Austin spends the vast majority of his school time in a functional skills setting, learning daily living skills most of us take for granted. He still can’t read or write at all. He has behavior problems that impede his learning. He takes a number of medications for seizure prevention and ADHD. He also endures a number of other medical issues related to his brain injury; hospitalization for elevated ammonia levels and a bi-lateral hamstring lengthening surgery are just the most recent in a series of medical issues he has dealt with and will continue to deal with for life.
He has no use of his left hand, and very limited use of his left arm and shoulder; essentially, the bigger the muscle, the more use he has in that area. Essentially, he has no fine motor skills for his left hand. He has endured a lot of therapy to attempt to regain use of his left hand, but his prognosis is weak.
Austin makes me so proud to be his dad, Brian says. In spite of his significant brain injury, and all it brings to the table, Austin is very polite, caring and engaged with his life. He tries hard to open and hold doors, he always says please, thank you and excuse me. He has a passion for life, and a sense of humor. He never lets his troubles keep him down, and always has a smile on his face.
Austin has three potential surgeries in the next 6-18 months. He has developed a case of hammertoe that can only be fixed through surgery, and is causing him some discomfort while walking. His left leg, the side most affected by his brain injury, is heavily rotated inward and causing him to have a very unstable gait. The correction for that is to cut his femur and rotate the lower leg to the proper position, yet another very major orthopedic procedure. The doctor has told Brian that this is something that can be done later in the future, but doesn’t want to prolong something that makes him uncomfortable and unstable on his feet. And third is his contracted left wrist and hand; they attempted to correct this a few years ago, unsuccessfully. This time they will fuse the joint in position permanently.
Brian puts on a brave face for Austin while his son goes through surgery and recovery, but he hurts for him.
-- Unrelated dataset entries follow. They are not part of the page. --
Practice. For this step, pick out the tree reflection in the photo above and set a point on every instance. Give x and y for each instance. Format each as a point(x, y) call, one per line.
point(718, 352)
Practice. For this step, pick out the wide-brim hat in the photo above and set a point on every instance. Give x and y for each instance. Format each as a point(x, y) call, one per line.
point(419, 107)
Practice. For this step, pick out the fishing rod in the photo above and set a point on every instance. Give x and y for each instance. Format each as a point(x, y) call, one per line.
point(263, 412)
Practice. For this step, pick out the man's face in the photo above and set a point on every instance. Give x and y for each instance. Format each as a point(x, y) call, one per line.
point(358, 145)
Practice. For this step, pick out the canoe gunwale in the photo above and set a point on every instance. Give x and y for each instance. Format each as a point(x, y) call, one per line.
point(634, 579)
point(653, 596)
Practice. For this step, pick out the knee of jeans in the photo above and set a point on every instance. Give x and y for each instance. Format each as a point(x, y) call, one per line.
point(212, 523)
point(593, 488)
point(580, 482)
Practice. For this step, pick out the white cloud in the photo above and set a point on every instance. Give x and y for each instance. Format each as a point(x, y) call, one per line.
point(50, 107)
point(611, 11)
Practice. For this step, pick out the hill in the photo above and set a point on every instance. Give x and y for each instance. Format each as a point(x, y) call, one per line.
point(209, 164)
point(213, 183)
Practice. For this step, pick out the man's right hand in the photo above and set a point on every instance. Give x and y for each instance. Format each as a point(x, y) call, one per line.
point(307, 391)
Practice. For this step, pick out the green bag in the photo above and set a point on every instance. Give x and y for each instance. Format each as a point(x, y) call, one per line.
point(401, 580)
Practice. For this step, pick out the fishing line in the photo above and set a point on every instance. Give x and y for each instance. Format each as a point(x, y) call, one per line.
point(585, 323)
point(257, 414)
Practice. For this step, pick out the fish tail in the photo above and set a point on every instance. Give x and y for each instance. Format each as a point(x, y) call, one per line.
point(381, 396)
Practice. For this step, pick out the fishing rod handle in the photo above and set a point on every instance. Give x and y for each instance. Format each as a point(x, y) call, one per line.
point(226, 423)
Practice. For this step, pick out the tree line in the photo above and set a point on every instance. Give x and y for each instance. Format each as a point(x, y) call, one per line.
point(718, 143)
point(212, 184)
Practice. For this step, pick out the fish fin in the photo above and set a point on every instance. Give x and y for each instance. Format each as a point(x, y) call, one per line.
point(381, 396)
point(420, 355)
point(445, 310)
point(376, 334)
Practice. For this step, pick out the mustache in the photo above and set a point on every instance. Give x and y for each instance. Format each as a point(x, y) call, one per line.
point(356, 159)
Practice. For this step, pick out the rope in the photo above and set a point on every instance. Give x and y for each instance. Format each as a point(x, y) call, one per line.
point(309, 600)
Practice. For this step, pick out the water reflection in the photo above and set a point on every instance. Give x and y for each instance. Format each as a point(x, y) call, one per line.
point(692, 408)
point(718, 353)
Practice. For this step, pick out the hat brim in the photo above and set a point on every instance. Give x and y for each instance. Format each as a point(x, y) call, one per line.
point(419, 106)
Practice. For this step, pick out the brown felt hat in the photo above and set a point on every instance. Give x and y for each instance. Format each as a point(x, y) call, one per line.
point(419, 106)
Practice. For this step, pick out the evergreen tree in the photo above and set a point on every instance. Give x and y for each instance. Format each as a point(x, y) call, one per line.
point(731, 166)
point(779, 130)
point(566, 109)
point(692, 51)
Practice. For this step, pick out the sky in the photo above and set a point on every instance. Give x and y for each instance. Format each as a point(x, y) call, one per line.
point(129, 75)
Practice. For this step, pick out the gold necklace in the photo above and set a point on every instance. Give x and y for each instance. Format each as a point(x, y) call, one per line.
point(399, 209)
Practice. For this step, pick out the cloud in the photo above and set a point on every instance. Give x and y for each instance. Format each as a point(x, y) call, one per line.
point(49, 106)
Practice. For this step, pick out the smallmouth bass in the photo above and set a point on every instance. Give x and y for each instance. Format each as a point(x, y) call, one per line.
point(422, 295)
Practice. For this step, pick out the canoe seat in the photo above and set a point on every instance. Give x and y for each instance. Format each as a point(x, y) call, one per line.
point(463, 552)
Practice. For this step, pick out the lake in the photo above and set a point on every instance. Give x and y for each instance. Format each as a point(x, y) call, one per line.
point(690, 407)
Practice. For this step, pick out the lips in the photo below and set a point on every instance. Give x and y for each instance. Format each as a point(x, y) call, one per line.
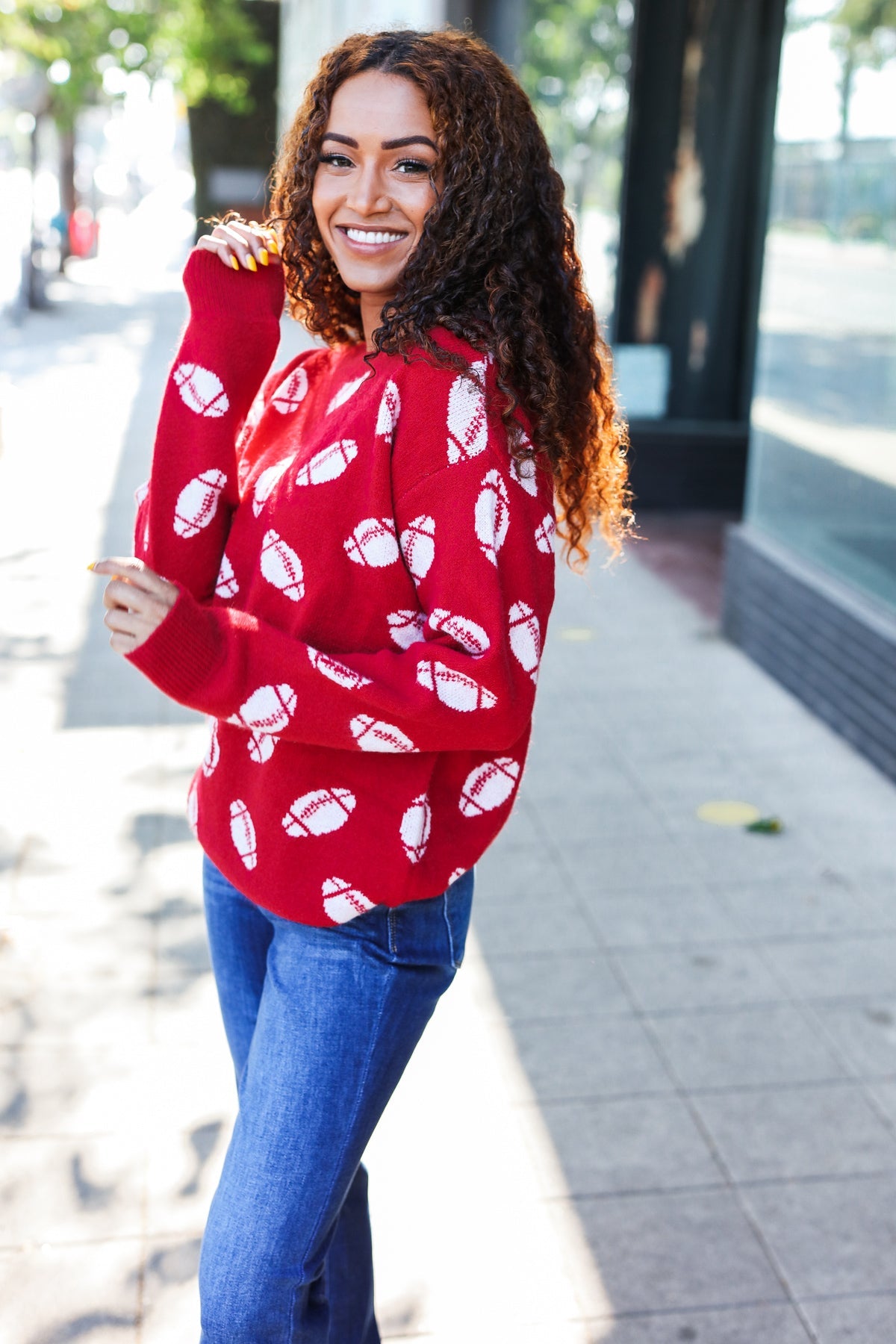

Brian’s Facebook posts are alternately grateful and hopeful, even in the face of so many challenges. Overall, if you followed his personal page, you would see a father who loves his son more than anything in the world.
Last year, Brian was invited to share Austin’s story in Terre Haute, Indiana to a group of 200+ professionals from all over central Indiana. This was a training conference on the Period of Purple Crying as developed by the National Center on Shaken Baby Syndrome (SBS), and Brian was presented with the Child Award presented by the Children’s Bureau of Indianapolis in recognition of his efforts to advocate for child abuse prevention all across Indiana. He speaks regularly on the topic and is an advocate for children everywhere.
Austin doesn’t know what happened to him, or why he is different from other kids. He also doesn’t question it. He lives his life as he knows it, happily sharing his spirit with family, friends and strangers alike. Even as he struggles to walk these days, he refuses to use his wheelchair, it removes his independence. Austin is the reason I do the things I do. I wouldn’t be a firefighter without having gone through this experience with him. I wouldn’t be an advocate for child abuse prevention. I wouldn’t be an advocate for people with disabilities and their families either.
Here’s the part that chokes me up:
And most importantly, I wouldn’t be Austin’s dad, the most awesome role I could ever ask for.